How to force wget to overwrite an existing file ignoring timestamp?

Solution 1:

If you specify the output file using the -O option it will overwrite any existing file.

For example:

wget -O index.html bbc.co.uk

Run multiple times will keep over-writting index.html.

Solution 2:

wget doesn't let you overwrite an existing file unless you explicitly name the output file on the command line with option -O.

I'm a bit lazy and I don't want to type the output file name on the command line when it is already known from the downloaded file. Therefore, I use curl like this:

curl -O http://ftp.vim.org/vim/runtime/spell/fr.utf-8.spl

Be careful when downloading files like this from unsafe sites. The above command will write a file named as the connected web site wishes to name it (inside the current directory though). The final name may be hidden through redirections and php scripts or be obfuscated in the URL. You might end up overwriting a file you don't want to overwrite.

And if you ever find a file named ls or any other enticing name in the current directory after using curl that way, refrain from executing the downloaded file.

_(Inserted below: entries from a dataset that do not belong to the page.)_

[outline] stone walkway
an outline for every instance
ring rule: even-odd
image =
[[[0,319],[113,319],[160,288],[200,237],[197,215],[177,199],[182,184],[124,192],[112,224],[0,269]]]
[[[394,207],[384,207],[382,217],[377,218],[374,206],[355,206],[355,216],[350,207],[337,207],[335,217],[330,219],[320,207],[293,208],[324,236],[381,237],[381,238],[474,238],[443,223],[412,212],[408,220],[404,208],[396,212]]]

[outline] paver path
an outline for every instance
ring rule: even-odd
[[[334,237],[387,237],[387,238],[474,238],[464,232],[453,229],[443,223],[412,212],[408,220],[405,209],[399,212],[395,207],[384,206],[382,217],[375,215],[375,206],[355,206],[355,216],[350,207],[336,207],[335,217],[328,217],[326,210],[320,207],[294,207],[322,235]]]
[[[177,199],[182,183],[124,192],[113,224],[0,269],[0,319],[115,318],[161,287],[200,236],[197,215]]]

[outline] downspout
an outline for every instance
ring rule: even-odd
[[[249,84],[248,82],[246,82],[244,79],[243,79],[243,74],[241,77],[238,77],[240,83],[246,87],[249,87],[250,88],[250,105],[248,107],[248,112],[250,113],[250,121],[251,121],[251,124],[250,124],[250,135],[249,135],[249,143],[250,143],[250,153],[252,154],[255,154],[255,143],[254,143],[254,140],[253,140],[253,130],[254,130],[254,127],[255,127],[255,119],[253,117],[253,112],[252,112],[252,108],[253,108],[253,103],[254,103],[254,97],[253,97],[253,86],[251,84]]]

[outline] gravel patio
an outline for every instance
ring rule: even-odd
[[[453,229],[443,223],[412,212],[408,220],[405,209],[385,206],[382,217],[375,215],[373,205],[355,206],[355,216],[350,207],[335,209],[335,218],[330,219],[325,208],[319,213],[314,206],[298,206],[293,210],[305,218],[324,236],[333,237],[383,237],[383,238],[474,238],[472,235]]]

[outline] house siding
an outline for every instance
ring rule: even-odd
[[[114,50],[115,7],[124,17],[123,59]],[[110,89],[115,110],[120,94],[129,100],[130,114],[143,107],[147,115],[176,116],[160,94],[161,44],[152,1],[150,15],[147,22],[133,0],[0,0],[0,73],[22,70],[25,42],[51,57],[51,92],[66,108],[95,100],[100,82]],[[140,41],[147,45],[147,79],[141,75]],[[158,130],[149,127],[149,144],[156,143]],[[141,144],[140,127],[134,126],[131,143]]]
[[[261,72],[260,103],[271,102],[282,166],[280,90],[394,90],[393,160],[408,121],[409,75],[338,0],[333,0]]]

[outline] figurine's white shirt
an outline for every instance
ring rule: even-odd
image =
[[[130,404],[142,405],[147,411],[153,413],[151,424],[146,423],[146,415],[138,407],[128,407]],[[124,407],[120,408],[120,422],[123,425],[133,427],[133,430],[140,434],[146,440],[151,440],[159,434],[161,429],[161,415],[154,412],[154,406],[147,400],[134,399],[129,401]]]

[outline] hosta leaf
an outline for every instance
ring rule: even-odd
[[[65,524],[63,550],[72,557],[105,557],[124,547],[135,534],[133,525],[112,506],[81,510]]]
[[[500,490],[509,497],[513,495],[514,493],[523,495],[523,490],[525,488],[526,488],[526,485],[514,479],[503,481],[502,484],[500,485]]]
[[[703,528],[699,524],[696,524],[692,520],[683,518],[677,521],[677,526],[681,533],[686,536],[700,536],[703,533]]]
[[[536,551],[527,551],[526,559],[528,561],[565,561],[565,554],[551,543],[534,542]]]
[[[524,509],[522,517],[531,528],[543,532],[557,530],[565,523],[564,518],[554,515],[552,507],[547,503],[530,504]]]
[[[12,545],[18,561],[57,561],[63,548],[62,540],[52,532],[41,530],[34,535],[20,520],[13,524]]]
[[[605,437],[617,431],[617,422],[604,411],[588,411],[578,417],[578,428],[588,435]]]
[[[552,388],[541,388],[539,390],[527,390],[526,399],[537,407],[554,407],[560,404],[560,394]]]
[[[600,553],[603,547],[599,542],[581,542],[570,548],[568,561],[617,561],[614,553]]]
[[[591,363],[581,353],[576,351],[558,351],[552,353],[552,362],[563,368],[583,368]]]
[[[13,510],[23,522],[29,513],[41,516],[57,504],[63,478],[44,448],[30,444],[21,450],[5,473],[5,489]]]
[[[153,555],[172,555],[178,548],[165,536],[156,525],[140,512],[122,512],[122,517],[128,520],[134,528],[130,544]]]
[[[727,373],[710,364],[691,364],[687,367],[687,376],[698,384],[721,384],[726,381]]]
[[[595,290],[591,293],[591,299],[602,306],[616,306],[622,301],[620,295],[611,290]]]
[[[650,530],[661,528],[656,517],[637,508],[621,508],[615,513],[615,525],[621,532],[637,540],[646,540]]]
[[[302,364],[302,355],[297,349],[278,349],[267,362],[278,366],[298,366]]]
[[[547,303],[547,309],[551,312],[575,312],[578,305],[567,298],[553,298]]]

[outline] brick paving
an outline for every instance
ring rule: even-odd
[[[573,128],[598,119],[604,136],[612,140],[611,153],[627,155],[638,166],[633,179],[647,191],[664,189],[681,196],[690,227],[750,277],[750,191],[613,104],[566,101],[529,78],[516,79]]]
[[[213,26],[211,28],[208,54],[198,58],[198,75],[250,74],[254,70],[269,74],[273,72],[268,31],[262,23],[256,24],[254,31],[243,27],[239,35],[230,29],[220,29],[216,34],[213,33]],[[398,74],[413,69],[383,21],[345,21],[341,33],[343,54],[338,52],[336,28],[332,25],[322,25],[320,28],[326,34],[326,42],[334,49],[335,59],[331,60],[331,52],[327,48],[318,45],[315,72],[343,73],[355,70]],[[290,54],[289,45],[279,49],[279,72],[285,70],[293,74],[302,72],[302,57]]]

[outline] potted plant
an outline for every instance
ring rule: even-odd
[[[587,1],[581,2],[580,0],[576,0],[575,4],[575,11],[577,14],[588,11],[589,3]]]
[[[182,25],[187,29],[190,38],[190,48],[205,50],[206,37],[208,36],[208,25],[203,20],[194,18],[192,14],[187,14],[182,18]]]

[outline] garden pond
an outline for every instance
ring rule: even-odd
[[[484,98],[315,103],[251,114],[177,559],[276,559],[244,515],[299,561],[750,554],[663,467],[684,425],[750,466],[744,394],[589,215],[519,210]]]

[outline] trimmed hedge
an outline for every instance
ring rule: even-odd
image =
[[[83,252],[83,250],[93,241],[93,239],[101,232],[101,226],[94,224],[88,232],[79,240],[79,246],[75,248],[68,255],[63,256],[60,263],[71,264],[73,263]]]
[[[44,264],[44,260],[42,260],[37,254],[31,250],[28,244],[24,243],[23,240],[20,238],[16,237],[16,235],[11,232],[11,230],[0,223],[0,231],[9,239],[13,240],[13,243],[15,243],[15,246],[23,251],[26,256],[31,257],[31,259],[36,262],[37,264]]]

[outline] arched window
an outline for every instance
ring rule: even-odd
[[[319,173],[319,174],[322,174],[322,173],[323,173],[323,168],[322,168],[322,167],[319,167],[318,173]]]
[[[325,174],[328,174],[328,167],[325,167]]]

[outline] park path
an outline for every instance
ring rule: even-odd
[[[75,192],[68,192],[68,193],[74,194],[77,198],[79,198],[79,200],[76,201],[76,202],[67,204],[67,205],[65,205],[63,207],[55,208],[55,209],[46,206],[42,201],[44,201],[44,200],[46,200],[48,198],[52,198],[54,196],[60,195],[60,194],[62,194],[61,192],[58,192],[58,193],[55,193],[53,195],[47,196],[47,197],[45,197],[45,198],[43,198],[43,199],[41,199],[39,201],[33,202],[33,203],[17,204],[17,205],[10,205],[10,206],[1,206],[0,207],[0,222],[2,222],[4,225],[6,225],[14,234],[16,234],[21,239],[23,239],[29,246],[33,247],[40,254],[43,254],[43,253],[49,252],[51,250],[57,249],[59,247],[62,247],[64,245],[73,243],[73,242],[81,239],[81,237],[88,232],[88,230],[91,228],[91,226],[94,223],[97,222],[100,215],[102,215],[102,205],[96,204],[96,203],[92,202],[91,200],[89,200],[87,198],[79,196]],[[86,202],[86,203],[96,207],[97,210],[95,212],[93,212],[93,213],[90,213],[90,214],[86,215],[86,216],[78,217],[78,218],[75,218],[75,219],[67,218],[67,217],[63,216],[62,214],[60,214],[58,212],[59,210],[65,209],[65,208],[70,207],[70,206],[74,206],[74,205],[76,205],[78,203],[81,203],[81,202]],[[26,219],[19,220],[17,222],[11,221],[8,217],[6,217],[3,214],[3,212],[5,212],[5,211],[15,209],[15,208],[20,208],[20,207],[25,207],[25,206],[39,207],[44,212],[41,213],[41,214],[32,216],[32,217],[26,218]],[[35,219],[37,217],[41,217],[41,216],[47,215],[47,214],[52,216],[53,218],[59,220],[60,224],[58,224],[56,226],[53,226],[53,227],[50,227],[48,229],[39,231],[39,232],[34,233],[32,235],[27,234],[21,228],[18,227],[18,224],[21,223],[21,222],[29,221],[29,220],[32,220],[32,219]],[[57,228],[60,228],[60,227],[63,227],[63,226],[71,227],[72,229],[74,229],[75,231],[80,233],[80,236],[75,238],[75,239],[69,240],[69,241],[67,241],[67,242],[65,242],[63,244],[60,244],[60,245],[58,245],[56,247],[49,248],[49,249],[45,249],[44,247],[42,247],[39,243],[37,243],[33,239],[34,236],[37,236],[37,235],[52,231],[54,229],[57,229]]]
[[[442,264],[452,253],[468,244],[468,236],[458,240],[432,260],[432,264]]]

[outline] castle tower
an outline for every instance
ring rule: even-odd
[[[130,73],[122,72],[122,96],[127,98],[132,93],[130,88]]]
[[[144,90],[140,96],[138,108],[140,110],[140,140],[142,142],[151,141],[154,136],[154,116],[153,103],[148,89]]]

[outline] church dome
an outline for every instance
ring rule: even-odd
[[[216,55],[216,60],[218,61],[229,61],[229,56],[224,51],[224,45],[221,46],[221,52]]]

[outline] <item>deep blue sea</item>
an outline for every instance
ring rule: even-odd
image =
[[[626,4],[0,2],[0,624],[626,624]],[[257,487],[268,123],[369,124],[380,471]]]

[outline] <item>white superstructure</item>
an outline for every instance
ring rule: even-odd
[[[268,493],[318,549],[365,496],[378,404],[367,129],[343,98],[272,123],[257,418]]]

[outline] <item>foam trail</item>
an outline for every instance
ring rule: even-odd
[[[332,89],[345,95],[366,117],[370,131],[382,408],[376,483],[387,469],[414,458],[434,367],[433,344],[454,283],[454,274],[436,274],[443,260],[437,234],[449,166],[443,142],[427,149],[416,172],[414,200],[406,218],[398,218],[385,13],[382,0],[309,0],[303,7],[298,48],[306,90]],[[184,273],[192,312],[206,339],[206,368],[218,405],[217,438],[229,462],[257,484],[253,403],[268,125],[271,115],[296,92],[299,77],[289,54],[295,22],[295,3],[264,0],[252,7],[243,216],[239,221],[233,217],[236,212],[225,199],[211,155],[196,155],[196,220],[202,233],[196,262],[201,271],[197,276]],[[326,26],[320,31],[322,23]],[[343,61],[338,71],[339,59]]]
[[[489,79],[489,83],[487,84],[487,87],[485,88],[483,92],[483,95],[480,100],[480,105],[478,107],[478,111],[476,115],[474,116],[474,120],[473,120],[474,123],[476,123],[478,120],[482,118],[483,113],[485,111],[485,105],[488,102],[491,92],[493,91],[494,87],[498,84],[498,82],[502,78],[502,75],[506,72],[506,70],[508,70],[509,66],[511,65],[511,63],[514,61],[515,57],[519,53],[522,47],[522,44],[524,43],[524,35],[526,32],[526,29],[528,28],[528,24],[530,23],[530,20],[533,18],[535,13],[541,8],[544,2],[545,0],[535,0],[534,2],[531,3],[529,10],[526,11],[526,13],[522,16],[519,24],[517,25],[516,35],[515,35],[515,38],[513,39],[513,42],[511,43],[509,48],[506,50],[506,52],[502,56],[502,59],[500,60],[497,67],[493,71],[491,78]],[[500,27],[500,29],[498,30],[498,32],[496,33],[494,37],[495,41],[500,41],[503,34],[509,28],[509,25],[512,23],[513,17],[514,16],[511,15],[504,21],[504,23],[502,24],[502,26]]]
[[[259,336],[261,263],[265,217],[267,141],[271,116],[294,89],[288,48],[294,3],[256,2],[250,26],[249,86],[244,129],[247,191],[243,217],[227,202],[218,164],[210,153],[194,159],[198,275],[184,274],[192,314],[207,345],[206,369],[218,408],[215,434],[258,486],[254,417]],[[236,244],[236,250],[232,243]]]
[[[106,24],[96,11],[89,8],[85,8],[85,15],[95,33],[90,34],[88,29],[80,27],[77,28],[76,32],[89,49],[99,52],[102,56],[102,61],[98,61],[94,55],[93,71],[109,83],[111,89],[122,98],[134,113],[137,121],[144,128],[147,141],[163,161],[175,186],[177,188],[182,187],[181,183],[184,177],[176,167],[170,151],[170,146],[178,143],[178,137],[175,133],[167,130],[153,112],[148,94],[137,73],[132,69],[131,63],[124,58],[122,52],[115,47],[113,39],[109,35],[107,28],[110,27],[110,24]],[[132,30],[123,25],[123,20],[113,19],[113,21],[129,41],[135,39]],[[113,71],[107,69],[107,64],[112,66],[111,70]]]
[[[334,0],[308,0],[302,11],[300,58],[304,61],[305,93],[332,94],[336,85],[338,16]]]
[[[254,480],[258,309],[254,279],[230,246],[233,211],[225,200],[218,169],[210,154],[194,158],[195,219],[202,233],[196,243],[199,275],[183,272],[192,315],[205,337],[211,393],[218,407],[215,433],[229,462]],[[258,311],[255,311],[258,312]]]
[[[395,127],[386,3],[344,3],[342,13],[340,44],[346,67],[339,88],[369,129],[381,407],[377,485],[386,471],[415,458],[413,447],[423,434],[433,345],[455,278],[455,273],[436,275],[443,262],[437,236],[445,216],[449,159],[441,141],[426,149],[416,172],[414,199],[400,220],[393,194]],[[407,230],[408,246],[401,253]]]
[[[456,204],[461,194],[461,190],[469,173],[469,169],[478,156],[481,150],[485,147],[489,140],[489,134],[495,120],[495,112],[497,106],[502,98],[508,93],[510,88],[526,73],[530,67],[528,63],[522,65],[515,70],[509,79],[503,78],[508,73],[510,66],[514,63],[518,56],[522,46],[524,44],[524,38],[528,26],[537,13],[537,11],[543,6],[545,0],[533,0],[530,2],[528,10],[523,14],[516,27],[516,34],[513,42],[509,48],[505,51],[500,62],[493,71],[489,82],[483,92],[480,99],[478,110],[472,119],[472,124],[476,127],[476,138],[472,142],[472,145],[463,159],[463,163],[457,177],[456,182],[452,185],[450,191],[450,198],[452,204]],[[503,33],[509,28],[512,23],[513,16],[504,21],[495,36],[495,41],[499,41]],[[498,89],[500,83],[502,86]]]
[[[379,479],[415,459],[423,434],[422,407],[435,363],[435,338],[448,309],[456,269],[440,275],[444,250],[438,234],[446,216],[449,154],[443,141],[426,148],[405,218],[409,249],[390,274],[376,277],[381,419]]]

It may be a trojan downloaded from a rogue or corrupted web site!

Solution 3:

wget --backups=1 google.com

renames original file with .1 suffix and writes new file to the intended filename.

Not exactly what was requested, but could be handy in some cases.

Solution 4:

-c or --continue

From the manual:

If you use ‘-c’ on a non-empty file, and the server does not support continued downloading, Wget will restart the download from scratch and overwrite the existing file entirely.

Solution 5:

I like the -c option. I started with the man page then the web but I've searched for this several times. Like if you're relaying a webcam so the image needs to always be named image.jpg. Seems like it should be more clear in the man page.

I've been using this for a couple years to download things in the background, sometimes combined with "limit-rate = " in my wgetrc file

while true
do
wget -c -i url.txt && break
echo "Restarting wget"
sleep 2
done

Make a little file called url.txt and paste the file's URL into it. Set this script up in your path or maybe as an alias and run it. It keeps retrying the download until there's no error. Sometimes at the end it gets into a loop displaying

 416 Requested Range Not Satisfiable
 The file is already fully retrieved; nothing to do.

but that's harmless, just ctrl-c it. I think it's always gotten the file I wanted even if wget runs out of retries or the connection temporarily goes away. I've downloaded things for days at a time with it. A CD image on dialup, yes, always with wget.